The nuclear energy lobby refuses to engage in debate with its opponents, which causes people to believe that it has something to hide. It refuses to release scientific reports on the safety of the plants; it refuses to release the site evaluation report; it refuses to conduct environmental impact assessment on the flimsy argument that the Koodankulam plant had been approved in 1988, when the law providing for environmental assessment for large projects was not in force. Yet, they claim that the plant is safe. So, how can the people in the area believe them?

The Indian government has stated that in accordance with an agreement with Russia, the Russian company building the reactor will not be liable for any accident in the reactor, implying that the Indian government will bear the health and environmental costs.
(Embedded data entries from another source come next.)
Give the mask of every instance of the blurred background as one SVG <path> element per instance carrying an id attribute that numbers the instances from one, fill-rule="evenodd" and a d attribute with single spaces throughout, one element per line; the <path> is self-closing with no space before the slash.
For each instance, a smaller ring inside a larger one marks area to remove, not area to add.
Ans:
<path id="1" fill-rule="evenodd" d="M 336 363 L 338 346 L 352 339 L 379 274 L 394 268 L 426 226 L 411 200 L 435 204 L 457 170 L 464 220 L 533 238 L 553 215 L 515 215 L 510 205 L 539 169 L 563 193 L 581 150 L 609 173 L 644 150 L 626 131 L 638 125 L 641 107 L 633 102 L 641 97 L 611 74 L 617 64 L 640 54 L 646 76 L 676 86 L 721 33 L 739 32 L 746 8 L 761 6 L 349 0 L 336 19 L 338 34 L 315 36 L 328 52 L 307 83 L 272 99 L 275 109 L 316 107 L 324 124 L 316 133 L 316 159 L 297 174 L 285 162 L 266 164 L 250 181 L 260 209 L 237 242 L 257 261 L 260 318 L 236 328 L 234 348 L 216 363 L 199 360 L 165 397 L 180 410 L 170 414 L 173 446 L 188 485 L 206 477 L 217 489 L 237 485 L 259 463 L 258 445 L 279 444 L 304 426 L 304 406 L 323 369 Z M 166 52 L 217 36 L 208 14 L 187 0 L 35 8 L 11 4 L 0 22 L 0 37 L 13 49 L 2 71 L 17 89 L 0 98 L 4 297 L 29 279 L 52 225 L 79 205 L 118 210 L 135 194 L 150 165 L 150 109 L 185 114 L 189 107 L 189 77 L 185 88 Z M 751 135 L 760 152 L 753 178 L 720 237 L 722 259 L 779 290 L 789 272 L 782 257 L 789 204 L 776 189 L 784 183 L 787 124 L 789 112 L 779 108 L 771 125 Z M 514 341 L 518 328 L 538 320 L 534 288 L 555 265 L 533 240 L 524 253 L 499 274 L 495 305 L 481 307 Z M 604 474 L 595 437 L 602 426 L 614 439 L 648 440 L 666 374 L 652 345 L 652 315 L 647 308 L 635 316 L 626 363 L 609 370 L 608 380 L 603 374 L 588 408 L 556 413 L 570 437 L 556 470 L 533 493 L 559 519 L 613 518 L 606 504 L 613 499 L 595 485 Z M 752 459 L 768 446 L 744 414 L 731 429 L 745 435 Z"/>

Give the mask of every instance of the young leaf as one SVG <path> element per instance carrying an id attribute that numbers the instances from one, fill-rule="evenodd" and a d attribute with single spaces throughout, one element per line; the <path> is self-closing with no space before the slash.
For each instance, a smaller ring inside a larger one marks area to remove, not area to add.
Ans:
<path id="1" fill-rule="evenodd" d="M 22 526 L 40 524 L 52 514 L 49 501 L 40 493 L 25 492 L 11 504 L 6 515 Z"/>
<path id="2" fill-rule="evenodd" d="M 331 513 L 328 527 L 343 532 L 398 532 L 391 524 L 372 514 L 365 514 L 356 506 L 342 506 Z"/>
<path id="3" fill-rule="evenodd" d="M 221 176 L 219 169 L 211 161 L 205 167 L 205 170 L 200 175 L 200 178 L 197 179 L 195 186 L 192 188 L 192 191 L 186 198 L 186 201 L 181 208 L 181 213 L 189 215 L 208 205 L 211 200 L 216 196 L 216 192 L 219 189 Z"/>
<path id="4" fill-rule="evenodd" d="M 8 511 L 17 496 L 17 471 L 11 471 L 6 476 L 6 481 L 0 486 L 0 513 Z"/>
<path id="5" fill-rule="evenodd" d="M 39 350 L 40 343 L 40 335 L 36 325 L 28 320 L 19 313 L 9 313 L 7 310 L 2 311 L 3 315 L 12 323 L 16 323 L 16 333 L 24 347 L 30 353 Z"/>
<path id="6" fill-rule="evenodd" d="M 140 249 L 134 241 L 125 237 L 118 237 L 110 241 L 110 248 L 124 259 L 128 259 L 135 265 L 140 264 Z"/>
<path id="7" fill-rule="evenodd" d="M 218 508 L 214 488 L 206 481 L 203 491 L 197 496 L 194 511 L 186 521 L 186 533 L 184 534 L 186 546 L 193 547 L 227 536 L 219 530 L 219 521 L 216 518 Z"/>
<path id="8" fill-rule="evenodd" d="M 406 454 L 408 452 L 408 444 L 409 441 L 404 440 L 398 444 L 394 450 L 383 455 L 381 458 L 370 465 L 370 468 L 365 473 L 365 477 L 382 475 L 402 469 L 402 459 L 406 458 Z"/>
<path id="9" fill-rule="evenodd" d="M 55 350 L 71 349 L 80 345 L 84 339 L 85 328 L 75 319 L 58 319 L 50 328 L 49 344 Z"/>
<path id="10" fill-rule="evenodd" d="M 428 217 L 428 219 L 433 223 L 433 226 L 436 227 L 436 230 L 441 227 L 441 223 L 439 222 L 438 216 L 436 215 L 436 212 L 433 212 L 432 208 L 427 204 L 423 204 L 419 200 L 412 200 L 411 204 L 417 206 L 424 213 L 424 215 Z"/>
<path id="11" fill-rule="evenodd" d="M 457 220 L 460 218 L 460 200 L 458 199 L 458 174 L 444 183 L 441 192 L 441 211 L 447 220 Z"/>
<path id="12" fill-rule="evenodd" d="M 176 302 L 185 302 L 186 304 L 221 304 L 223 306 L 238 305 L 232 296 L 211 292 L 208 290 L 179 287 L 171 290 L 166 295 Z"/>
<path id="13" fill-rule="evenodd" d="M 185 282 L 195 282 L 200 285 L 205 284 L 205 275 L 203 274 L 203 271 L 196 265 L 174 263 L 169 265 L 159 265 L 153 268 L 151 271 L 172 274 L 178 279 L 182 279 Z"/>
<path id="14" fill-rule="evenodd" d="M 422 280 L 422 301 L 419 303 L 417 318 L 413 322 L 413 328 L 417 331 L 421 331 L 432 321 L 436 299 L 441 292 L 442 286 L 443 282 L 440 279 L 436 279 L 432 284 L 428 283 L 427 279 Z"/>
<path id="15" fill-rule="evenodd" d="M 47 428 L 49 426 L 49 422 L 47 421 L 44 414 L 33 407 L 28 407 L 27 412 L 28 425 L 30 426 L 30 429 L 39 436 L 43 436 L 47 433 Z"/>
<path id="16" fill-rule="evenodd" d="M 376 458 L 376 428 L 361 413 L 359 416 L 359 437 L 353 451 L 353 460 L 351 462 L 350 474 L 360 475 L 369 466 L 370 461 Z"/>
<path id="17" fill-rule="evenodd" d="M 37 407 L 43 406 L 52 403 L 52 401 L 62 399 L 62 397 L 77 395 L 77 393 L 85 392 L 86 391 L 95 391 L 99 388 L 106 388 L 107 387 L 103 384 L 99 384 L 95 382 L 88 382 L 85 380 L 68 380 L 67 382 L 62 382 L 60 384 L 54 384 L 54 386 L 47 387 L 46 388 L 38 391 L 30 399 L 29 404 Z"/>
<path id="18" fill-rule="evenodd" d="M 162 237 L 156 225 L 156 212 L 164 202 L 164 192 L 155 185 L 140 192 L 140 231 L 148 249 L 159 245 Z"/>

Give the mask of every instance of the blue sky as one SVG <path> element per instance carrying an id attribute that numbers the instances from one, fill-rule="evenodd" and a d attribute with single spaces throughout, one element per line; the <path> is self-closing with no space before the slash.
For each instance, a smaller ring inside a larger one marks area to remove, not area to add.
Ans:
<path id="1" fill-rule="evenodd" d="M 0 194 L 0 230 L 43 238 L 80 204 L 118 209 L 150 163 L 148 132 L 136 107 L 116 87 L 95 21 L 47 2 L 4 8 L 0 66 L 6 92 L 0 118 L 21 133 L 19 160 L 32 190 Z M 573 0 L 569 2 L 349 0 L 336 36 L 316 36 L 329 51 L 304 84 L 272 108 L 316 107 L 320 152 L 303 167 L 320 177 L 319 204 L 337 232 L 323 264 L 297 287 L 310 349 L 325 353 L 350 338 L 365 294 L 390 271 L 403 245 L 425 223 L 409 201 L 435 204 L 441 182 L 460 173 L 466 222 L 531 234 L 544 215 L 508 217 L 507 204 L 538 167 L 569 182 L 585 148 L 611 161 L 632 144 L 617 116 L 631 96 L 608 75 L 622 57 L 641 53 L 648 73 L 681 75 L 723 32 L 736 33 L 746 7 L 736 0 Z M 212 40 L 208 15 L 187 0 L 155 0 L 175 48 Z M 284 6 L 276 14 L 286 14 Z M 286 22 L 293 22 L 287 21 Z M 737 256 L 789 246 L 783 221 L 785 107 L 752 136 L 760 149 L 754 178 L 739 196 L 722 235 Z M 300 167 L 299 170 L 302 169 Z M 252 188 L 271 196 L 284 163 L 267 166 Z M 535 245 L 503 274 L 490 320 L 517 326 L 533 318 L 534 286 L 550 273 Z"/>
If the plant is so safe, people ask, then why do the manufacturers want to indemnify themselves from liability for accidents?

Unfortunately, the massive propaganda campaign in the rest of Tamil Nadu (which is badly affected by power shortages), including deploying former Indian President and missile scientist APJ Abdul Kalam, has succeeded in convincing people living in areas far away from the plant that nuclear power energy is feasible and desirable.

The government has engaged in a smear campaign to discredit the ‘Peoples Movement Against Nuclear Energy’ in Koodankulam, describing it as funded by western non-governmental-organisations; and emphasising the Christian faith of the fisher-people at the forefront of the movement, as well as the participation of the local Catholic clergy.

The government has clamped down heavily on the protestors against the Koodankulam plant. The main site of the agitation is the village of Idinthakarai which is six kilometres from the power plant. The protestors have been virtually encircled by the police who have blocked the access roads into their village, and created bunkers using sand-bags to fortify their positions. False cases under the Indian Penal Code have been filed against more than 56,000 protestors; the charges include ’sedition’ and ‘waging war against the state’. The leaders of the movement have not left the village in months, because they expect to be arrested by the police if they do so. The leaders are surrounded by several thousands who are protecting them from any attempt by the police to arrest or otherwise harm them.

The only region in the world where nuclear power plants are presently being constructed is in Asia. New plants are proposed or are under construction in China, South Korea, Bangladesh, Pakistan, and of course, India. Therefore, there is a strong need for Asian people to come together to support each other. We need to block companies in our countries that are producing components or supplying materials for the construction of nuclear plants in other countries: for instance, Japanese and South Korean companies are engaged in nuclear commerce with other Asian countries. We also need to link up with activists in Western countries. Australian people should demand that the uranium mined there not be exported for nuclear energy. We also want anti-nuclear activists from Western countries, especially scientists and legislators, to come to India and link-up with the movement here. Their solidarity can be used to counter the pro-nuclear propaganda in the mainstream media.

Nuclear energy is not a national issue – it is a global issue; because radiation and the effects of nuclear accidents do not respect state boundaries. A nuclear accident can radioactively contaminate half the globe.

The people protesting in Koodankulam are not only fighting for their health and livelihoods; they are not only fighting for the peoples’ of India; they are fighting for the right to life of the peoples’ of the entire world, and for the healthy lives of our unborn generations. It is the duty of all conscious human beings, wherever they are, to join the struggle against nuclear energy.